What a relief! The sorrow comes first. The carving tool gets out of the way before you fill the vessel. Most of the search results for “sorrow into joy” point to the Bible. However, citing authority is less powerful than concrete example. Consider instead the rewards of PMA (positive mental attitude) and action.
Many success coaches, not only grief counselors, start their stories saying, “I’ve been there.” In the business world the shared sorrow is scarcity. Leaders show how they transformed that into abundance. If they had never had lean times, they would not recognize plenty. Someone who has never hungered cannot fully appreciate food. Hunger serves a purpose.
Online searches suggest that to grow a business, you should increase your failures. They are not the cause of the growth; they are the research that points the way to growth. After we recognize failure sadness, we replace it with something more desirable. Progress is improving on, not perpetuating, yesterday. That contrast builds our appreciation of tomorrow.
On the other hand, Jim Belosic suggested in themuse that it is better to take steps not to fail in the first place. A track record of failure is not an encouraging prediction.
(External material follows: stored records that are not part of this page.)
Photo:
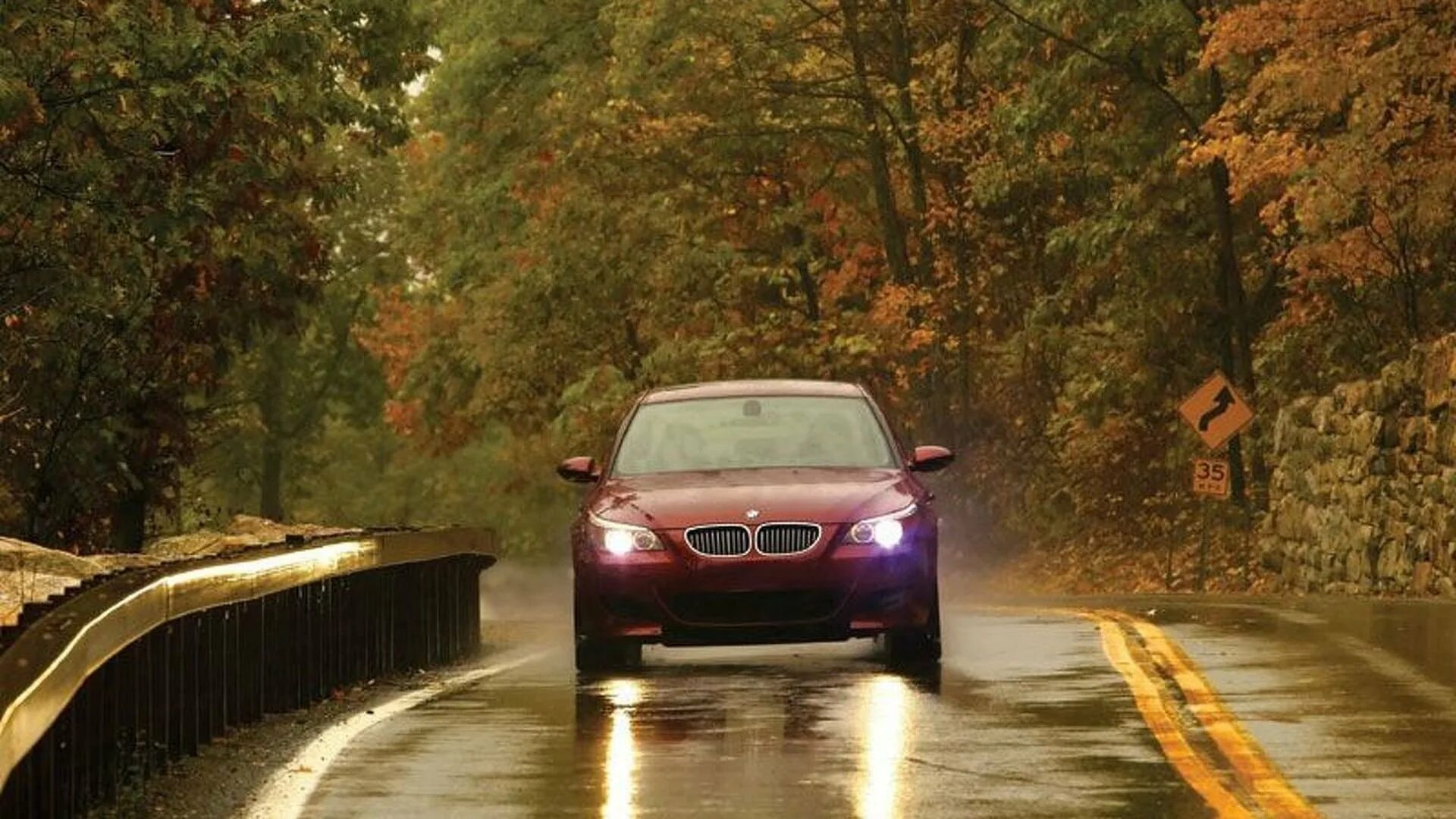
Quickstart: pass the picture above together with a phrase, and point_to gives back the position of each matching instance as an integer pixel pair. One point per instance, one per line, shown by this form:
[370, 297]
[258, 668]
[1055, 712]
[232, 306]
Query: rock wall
[1363, 483]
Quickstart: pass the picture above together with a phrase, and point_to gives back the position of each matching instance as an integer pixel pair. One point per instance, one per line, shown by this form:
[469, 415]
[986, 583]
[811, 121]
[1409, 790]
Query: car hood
[820, 496]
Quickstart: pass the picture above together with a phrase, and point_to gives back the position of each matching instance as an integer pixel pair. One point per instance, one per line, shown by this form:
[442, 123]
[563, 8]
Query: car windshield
[753, 433]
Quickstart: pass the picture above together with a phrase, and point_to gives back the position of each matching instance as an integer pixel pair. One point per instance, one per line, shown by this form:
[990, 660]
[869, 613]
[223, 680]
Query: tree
[165, 174]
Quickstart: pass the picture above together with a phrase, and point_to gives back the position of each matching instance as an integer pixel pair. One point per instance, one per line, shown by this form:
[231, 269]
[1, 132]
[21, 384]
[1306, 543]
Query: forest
[372, 261]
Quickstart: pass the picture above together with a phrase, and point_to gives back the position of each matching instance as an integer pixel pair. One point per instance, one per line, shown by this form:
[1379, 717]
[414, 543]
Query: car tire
[916, 646]
[606, 654]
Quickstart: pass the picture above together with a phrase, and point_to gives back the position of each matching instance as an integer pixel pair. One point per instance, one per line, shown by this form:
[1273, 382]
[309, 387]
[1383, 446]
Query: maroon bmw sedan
[755, 512]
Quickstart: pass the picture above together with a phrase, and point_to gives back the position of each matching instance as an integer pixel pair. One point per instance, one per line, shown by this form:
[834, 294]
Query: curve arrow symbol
[1220, 406]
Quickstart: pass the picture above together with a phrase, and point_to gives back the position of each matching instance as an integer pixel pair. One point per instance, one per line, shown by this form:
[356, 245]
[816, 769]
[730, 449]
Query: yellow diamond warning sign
[1216, 411]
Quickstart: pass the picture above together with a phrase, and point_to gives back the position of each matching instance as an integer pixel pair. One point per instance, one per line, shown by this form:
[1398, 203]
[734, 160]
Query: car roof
[750, 388]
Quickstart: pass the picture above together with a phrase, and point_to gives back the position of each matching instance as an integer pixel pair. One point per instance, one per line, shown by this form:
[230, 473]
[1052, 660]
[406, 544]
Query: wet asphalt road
[1351, 700]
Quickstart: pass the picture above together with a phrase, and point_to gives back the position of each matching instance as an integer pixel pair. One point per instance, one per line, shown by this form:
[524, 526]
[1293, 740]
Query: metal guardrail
[134, 670]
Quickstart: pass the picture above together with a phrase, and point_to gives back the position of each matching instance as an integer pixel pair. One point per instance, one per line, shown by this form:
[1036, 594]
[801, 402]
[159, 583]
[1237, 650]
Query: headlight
[620, 538]
[886, 531]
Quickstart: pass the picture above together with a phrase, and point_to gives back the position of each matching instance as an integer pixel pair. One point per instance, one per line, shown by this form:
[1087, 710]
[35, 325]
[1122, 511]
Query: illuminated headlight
[886, 532]
[620, 538]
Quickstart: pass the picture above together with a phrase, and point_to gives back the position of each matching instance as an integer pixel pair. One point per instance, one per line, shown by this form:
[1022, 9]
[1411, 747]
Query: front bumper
[679, 598]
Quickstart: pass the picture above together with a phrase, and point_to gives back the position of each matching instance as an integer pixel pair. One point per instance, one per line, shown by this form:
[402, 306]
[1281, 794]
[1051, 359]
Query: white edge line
[287, 792]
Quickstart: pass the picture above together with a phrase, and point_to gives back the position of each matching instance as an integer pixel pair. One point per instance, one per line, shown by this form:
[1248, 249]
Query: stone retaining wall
[1363, 483]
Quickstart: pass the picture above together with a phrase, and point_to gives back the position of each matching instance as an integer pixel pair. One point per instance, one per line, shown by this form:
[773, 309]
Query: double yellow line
[1159, 656]
[1153, 667]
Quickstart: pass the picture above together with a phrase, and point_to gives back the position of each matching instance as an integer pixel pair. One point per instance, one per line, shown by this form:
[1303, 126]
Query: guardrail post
[216, 662]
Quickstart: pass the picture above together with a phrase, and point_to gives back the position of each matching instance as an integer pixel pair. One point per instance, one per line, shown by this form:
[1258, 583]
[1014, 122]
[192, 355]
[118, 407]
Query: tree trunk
[902, 74]
[270, 504]
[271, 411]
[128, 521]
[878, 153]
[1237, 344]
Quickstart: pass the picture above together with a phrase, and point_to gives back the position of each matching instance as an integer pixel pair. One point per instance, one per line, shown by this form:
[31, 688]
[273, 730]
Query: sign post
[1218, 413]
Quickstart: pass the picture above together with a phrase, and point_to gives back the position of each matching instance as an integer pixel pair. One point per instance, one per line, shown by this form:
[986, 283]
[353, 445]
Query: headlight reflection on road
[620, 765]
[886, 706]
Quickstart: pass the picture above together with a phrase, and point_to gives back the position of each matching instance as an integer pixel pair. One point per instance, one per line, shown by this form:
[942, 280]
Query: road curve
[1068, 710]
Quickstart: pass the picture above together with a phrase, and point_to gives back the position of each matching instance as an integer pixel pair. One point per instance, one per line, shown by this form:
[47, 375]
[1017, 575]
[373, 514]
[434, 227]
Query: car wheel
[916, 646]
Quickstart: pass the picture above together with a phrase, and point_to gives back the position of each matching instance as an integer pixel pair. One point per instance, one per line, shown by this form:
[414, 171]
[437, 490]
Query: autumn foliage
[1031, 226]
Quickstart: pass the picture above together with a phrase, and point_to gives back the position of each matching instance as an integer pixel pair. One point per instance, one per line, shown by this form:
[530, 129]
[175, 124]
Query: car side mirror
[930, 460]
[580, 469]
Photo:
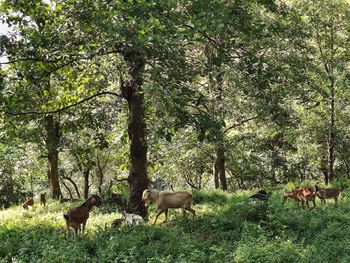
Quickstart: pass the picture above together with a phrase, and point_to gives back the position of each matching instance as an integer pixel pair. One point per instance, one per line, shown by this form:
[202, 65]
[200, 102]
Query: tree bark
[74, 185]
[52, 140]
[331, 136]
[132, 91]
[68, 189]
[86, 183]
[219, 165]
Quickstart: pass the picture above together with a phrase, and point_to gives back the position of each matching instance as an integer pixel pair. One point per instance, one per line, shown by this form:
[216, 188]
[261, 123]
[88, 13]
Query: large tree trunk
[132, 91]
[331, 136]
[52, 140]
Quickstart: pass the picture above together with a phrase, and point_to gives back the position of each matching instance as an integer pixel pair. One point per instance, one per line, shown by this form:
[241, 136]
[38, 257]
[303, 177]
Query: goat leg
[166, 216]
[158, 214]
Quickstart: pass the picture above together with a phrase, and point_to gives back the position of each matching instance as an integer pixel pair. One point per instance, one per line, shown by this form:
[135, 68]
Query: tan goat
[79, 215]
[165, 200]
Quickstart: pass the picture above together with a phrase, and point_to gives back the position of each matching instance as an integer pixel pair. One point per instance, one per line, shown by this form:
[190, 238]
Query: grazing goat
[43, 199]
[324, 194]
[165, 200]
[68, 200]
[79, 215]
[132, 219]
[117, 222]
[261, 195]
[29, 202]
[303, 195]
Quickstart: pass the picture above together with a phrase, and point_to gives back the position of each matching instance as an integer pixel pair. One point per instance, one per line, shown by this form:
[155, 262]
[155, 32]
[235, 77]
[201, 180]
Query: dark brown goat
[79, 215]
[29, 202]
[43, 199]
[324, 194]
[303, 195]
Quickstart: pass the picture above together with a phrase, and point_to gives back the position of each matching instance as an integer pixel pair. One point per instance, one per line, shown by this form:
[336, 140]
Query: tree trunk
[52, 140]
[86, 183]
[68, 189]
[219, 165]
[74, 185]
[132, 91]
[331, 137]
[216, 175]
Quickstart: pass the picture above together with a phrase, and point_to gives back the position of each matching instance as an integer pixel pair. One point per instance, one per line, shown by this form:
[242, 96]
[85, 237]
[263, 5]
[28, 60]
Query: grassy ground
[229, 228]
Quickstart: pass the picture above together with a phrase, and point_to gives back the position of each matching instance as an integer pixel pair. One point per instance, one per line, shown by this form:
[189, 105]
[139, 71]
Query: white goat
[132, 219]
[165, 200]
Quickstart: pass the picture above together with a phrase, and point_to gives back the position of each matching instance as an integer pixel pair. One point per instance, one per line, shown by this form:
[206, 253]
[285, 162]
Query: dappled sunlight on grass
[233, 229]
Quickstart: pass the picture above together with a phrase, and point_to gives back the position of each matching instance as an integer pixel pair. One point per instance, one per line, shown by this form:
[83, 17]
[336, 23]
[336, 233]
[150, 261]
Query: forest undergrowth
[229, 228]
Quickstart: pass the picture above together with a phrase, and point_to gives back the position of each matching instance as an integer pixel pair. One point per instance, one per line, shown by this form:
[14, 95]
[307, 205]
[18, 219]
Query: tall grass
[229, 228]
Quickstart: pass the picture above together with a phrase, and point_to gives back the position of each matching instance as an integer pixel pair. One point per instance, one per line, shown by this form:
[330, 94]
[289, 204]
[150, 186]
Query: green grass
[229, 228]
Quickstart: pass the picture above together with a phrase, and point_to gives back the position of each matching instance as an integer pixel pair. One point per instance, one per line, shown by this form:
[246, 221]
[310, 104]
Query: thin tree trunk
[219, 166]
[331, 136]
[68, 189]
[132, 91]
[52, 140]
[86, 183]
[74, 185]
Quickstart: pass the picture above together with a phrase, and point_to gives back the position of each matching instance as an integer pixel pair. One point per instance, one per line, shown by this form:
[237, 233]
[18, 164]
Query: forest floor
[228, 228]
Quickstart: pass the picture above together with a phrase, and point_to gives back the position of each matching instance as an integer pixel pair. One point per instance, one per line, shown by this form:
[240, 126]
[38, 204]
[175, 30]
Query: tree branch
[64, 108]
[242, 122]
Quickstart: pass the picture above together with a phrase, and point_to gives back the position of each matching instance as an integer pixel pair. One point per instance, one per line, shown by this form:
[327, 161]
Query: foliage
[230, 229]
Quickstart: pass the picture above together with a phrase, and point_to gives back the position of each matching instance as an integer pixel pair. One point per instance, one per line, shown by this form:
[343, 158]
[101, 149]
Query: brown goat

In personal development, a succession of confessions becomes a self-perpetuating pattern. Failure sadness has value only in the overcoming. It must be abandoned without repetition.
Sometimes I reserve an opposite viewpoint for a later article. Today I put the value and the detriment of failure sadness into a single discussion. I am suggesting a progression: wherever we were yesterday is sorrow compared to tomorrow because our path is always upward. We will not be limited to or deterred by the past. Because it is less pleasant than the future, we will distance ourselves from it and never look back.
In doing this, we do not turn our backs on people. Not going back to negative relationships means re-relating in more positive ways. Forgiveness is not being vulnerable to reinjury. It is repositioning so that the injury passes as we define the new world. Past sadness indicates being happy that a thing is in the past. Present sadness violates the title of this article.
We have defined joy as growing. It is time to acknowledge that there exists separately an appropriate present sadness (sympathy).
Is today’s article the cold shower on a happiness blog? Sometimes we need the foil that makes an object more visible. Recognizing any form of unhappiness is part of realizing life.
Recall from article 40 and article 56 that the sense of happiness is intimately connected with what we expect. Article 58 reminded us “Success can be realized by performing up to a high goal, or by accepting as the goal something you can perform.” The satisfaction meter checks our connection with reality.
Indeed, sadness is an accepted mindset for some events and conditions. A celebration of life honoring the deceased includes sadness over a loss. Somebody else’s misfortune invokes sympathy. These are uncomfortable cases that rightfully develop our empathy. Appropriate sadness is necessary to life balance. Otherwise, life is forced and artificial; failure to acknowledge is insensitive.
There would be no happiness blog if there were no sadness. The contrast keeps us grounded. There are two kinds of sadness, though.
If we are sad that we failed, we are motivated to stop failing. It’s pretty selfish, but it works. Tomorrow is better.
We attach a human note to provide room for comforting the suffering of others. Our happiness shares in the sadness of others and the world is better off.